La institucionalización del discurso negacionista en el retorno neoliberal del 2015 abrió la compuerta que mantuvo lo reprimido puertas adentro.
Nuestro país se preciaba de ser baluarte en la lucha por los Derechos Humanos, la Memoria, la Verdad y la Justicia. Vivir en la cultura implicaba el rechazo a aquellas políticas de muerte planificadas para sembrar la miseria y la dependencia de la Patria a los intereses extranjeros, gerenciados por una oligarquía mal nacida y apátrida. Personajes extraordinarios, mega, daban su nota en el escenario político argentino y eran un número vergonzoso de singular patetismo. Desde el ridículo, las abogadas de los genocidas fueron convidadas de difusión en los medios cómplices de la dictadura. Subrepticiamente fue alimentándose el germen negacionista, a caballo de un deterioro económico y social que pone en jaque el orden político y cultural de un modo realmente novedoso.

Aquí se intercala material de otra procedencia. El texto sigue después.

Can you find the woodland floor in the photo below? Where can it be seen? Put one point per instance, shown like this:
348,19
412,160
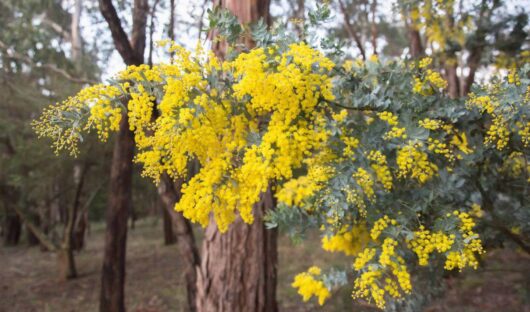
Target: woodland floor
28,278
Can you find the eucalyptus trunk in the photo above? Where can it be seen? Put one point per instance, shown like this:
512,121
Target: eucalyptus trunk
238,268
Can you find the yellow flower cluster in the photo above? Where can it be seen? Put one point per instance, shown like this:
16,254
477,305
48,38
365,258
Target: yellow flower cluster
356,198
413,162
431,124
524,132
348,241
428,86
368,283
389,117
350,143
472,245
484,103
340,116
425,242
380,225
380,166
308,285
94,103
365,181
513,77
392,120
441,148
498,134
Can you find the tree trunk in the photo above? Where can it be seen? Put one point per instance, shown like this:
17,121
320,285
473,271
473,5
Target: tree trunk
416,47
453,83
113,271
31,238
12,229
170,194
78,239
238,268
67,270
169,235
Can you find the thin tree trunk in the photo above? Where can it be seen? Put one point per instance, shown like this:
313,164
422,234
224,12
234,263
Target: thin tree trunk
351,30
453,82
66,261
373,26
12,229
416,47
238,268
169,234
170,195
113,272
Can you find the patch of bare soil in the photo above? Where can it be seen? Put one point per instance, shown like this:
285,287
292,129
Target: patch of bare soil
28,279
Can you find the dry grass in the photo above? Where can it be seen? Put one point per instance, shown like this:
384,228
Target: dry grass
28,278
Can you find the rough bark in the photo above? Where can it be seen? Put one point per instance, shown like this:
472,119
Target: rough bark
167,224
12,229
453,82
350,29
170,195
76,39
113,271
66,261
121,41
416,47
238,268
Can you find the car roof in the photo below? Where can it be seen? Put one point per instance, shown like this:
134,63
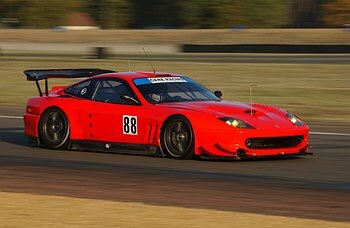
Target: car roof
134,75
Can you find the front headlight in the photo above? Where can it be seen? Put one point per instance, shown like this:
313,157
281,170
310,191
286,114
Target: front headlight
294,119
237,123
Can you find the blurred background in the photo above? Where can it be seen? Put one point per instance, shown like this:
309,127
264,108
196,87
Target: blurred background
199,14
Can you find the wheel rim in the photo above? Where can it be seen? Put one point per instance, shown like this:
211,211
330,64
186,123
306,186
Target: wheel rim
178,138
55,127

La realidad virtualizada, con la posibilidad que da la despersonalización, el anonimato y la impunidad para enunciar discursos macartistas crea pichones de tiranos dispuestos a proferir por las redes lo que en presencia callan u ocultan, por cobardía, instinto de supervivencia o principio civilizatorio. Muchos de estos sujetos son los que aplauden con manitos digitales la incontinencia del gobierno antipopular cuando goza al agitar las aguas de la democracia difundiendo la intención de liberar a genocidas condenados por delitos de lesa humanidad.

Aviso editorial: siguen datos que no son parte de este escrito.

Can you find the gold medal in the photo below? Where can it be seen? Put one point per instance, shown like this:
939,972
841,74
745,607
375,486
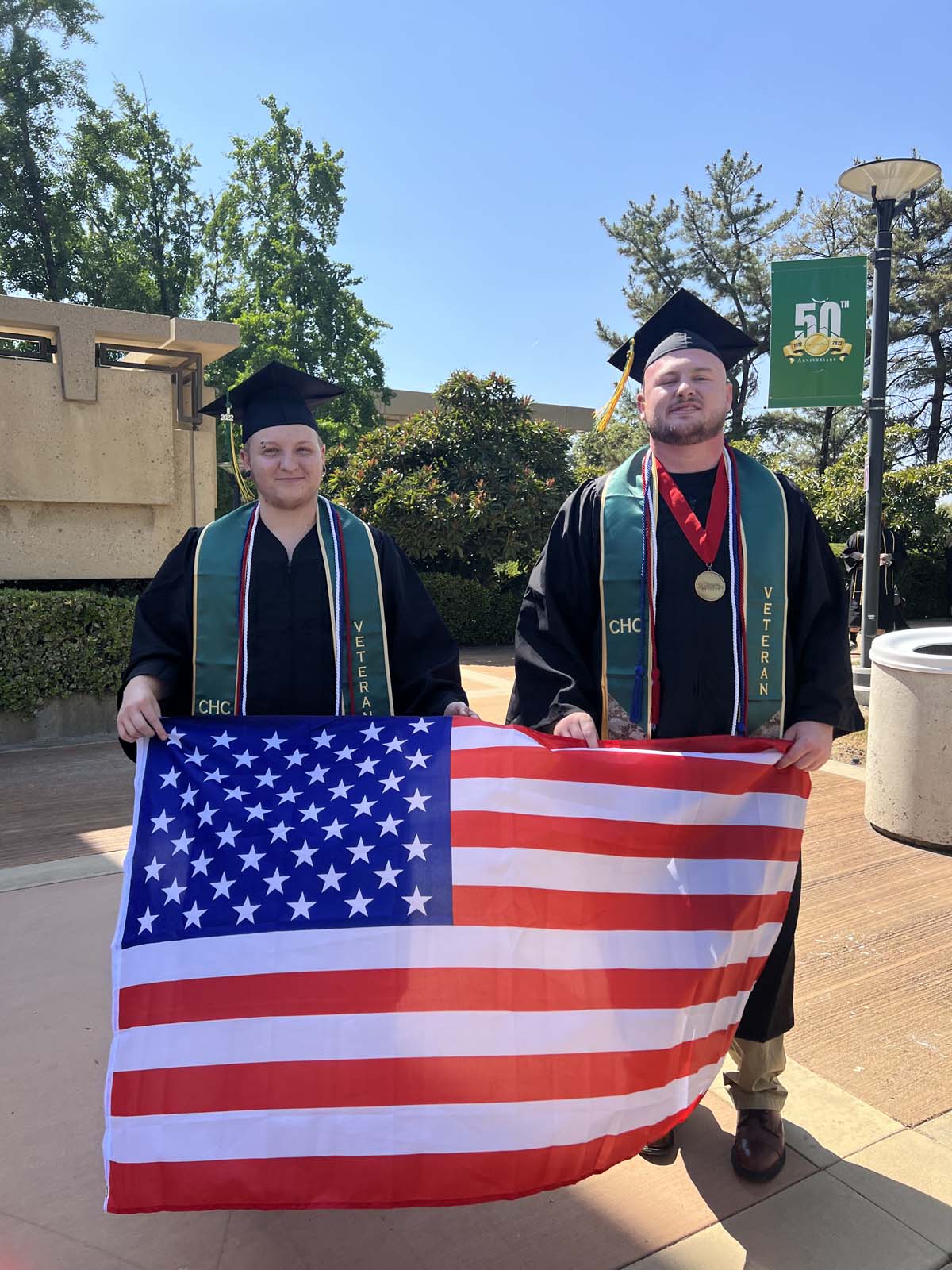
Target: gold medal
710,584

Alertado por la ofensiva consulté a Claudio Yacoy, abogado defensor de las víctimas del terrorismo de Estado y Secretario de Derechos Humanos del municipio de Avellaneda, que nos aporta al respecto lo que dicta la Ley 27.156 y aporta para acercarnos tranquilidad en estos tiempos torrenciales: La propia Constitución obliga a que el Ejecutivo que quiera indultar, debe hacer un pedido de informe al tribunal en que se encuentre un condenado por delitos de Lesa Humanidad, ése fue el fundamento utilizado para conseguir la nulidad de Menéndez. (Hasta ahora no hay ningún pedido). En segundo lugar, sólo se puede indultar a aquellos con sentencia firme y consentida. En tercer lugar, se debe apelar a la jurisprudencia de la Corte Interamericana de Derechos Humanos tomando como ejemplo el caso “Barrios Altos y La Cantuta”, en la que estos delitos fueron calificados por el tribunal interamericano como violaciones graves a los derechos humanos. Por ellos, la corte estableció que era inadmisible la aplicación de leyes de amnistía o cualquier otro tipo de excluyente.

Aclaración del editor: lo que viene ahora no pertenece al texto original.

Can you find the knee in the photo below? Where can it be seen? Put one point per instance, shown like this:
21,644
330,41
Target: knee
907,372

Así debemos comprender que ésta es otra provocación de un gobierno con un importante componente mediático, de nula sensibilidad social y explícito sadismo, más que negacionista, reivindicador de los crímenes de Estado. En todo caso, nos corresponde al campo nacional y popular despertar del letargo en el que nos sume la desorganización del peronismo y esquilar a la oveja ridícula que se ve en el espejo de sus amos como un león. Este domingo 24 de marzo de 2024, a 48 años del golpe genocida, las calles y plazas del país rebalsarán de lo que aterra a los tiranos: un pueblo movilizado y dispuesto a defender su historia con Memoria, Verdad y Justicia.